Apache Beam / GCP Dataflow encoding issue


i am "playing" with apache beam/dataflow in datalab. I am trying to read a csv file from gcs. when i create the pcollection using:

lines = p | 'ReadMyFile' >> beam.io.ReadFromText('gs://' + BUCKET_NAME + '/' + input_file, coder='StrUtf8Coder')

I get the following error:

LookupError: unknown encoding: "THE","NAME","OF","COLUMNS"

it seems the name of columns is interpreted as encoding?

I do not understand what's wrong. If i do not specify the "coder" i get

UnicodeDecodeError: 'utf8' codec can't decode byte 0xe0 in position 1045: invalid continuation byte

Outside apache beam I am able to handle this error by reading the file from gcs:

blob = storage.Blob(gs_path, bucket)
data = blob.download_as_string()
data.decode('utf-8', 'ignore')

I read apache beam only support utf8 and the file does not contain only utf8.

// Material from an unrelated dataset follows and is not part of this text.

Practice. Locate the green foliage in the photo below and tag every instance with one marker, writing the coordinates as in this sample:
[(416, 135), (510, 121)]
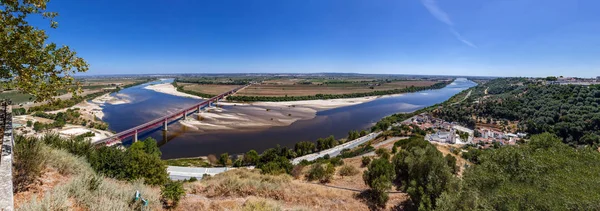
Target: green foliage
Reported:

Should I download and then convert to pcollection?

Any suggestion?


Solution

  • I would suggest changing the coding on the actual file. If you save the file with "Save as" you can select UTF-8 encoding for the format on excel CSVs and regular .txt. Once you do that you need to make sure you add a line of code like

    class DoWork(beam.DoFn):
      def process(self, text):
        text = textfilePcollection.encode('utf-8')
    
        Do other stuff
    

    This isn't how I would like to do it because it isn't code-centric, but it has work for me before. Unfortunately, I don't have a code-centric solution.